Ethics: The Art of Forgiveness
In this day and age of over-litigation, people are afraid to say, “ I am sorry” However, the act of taking responsibility and being sympathetic with another should be the norm, not the rare event. After experiencing a bad or sad event people need human compassion. I believe many lawsuits would be avoided if this practice was followed more often. Several states have enacted, “I’m sorry” laws covering areas such as medical malpractice situations, and in other states they apply such laws to al civil actions.

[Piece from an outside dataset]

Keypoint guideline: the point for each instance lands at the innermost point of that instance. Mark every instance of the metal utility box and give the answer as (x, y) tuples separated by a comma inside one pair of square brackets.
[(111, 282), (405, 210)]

A universal standard apology will not get to the heart of the matter. For example, “Dear John, I am sorry my actions “MAY” have hurt you.” Even if the “may have hurt you” is replaced with , “. . . did hurt you”. Such an “apology” turns the matter back against the recipient, suggesting that the recipient is overly sensitive to the hurtful actions of the apologizer, and is, in effect, not an apology at all. A bad apology may be worst than none. The most effective apology is to simply and directly say, “I am sorry for (my actions that caused the hurt, pain or damages) that resulted in (your injury, hurt, pain or damage).” The next statement should set out what steps have been taken to prevent this type of action from reoccurrence. The closing statement should be a statement that unites the forgiver and the forgiven.
In spite of today’s multi-media options, don’t forward your apology by fax, e-mail or phone text. Therefore, use stationery to handwrite your note, or make a phone call to the person, not his voicemail, or better yet, tell him in person.